Thursday, 23 October 2008






A TALE OF TWO CHARGERS
BY
RAY BARKER
How often do you find a rare piece of Fielding's Crown Devon and then a similar piece turns up within a week or two? It has happened to me quite a few times and it happened again not that long ago.....and with, of all things, a bit of majolica.
The phone rang and a voice said ' I have bought your book in which you say that you have been looking for a piece of Fielding's majolica for over 20 years. Well, I've got a very rare piece for you. The voice gave his name and details of the majolica, which was a large charger with three lovely yellow roses on a maroon background with a 3D effect that I had never seen.
The voice said he would send me a picture and he would contact me again in about three weeks. I rang David Fielding who knows more than most about majolica and he exclaimed ' Well that is strange because this is the second time in a fortnight that I have been asked about a rose wall plaque.' A lady had phoned him about one which she was planning to put on eBay.

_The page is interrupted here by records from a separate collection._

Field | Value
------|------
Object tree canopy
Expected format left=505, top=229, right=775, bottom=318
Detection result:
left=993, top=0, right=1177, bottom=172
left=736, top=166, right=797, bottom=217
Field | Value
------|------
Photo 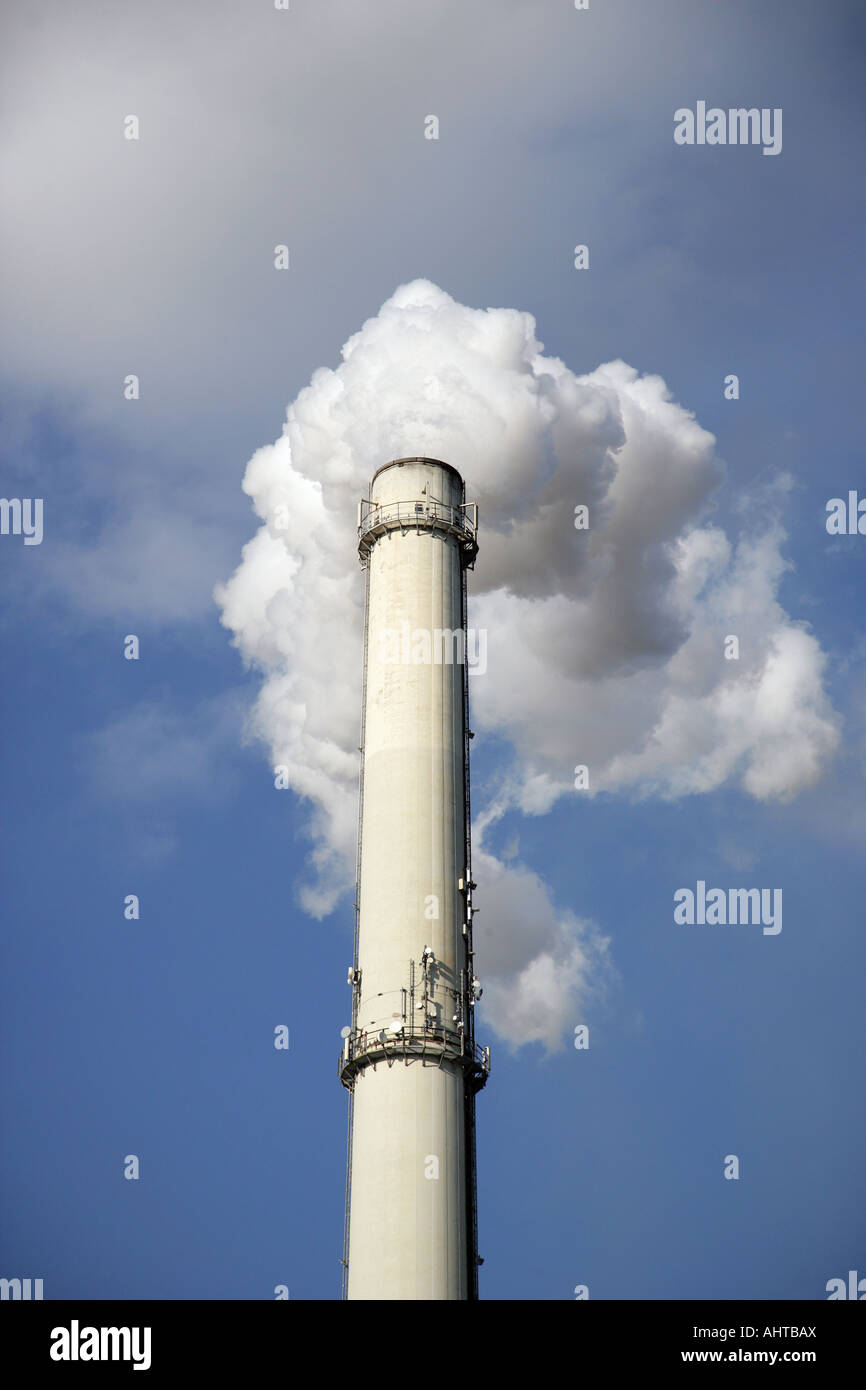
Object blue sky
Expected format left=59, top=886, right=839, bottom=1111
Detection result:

The eBay seller described the plaque, "This outstanding and extremely rare Fielding's wall plaque/charger, circa 1878 is among their very best work from this period. It measures a huge 16" in diameter and is entirely handmade. It is fully marked on the back, impressed FIELDING, pattern number 20/539 with the artist's initials OD.
In my first book, "The Crown Devon Story" published in 1991, I gave in chapter 16, page 83, extracts from the Ceramic art of Great Britain published in 1883....'Messrs S. Fielding and Company have introduced a new feature in Majolica in which they are producing a vast variety of articles of remarkable taking, pleasing and useful character.... 'The majolica colouring is judiciously used on the embossed decorations and the effect is very pleasing. One of the distinctive features of the Fieldings majolica is the masterly and effective way in which they introduce hand modelled flowers and foliage to some of their best pieces. Modelled and coloured true to nature in every minute detail and thrown in graceful negligence around the items, they become such perfect reproductions that it is difficult to divest the mind of the idea that the roses are not freshly gathered from the tree and temporarily twined around the piece for adornment'
The eBay plaque which had one yellow and two white roses, tinged with pink was bid to £280 but did not reach it's reserve. I understand that it has since been sold to a collector in the United States for a figure that delights me as owner of plaque number 2.
My plaque carries the same identification but with the pattern number 10/539.
Incidentally, whilst rummaging through a box of ashtrays at an antiques shop on the way to Ipswich, I came across a Bryant & May matchbox Holder cum ashtray which was marked FIELDING in small capital letters and the number 211. Along with the charger I believe that these two pieces were made in 1878 or 1879. Fieldings took over the Railway Pottery in 1878.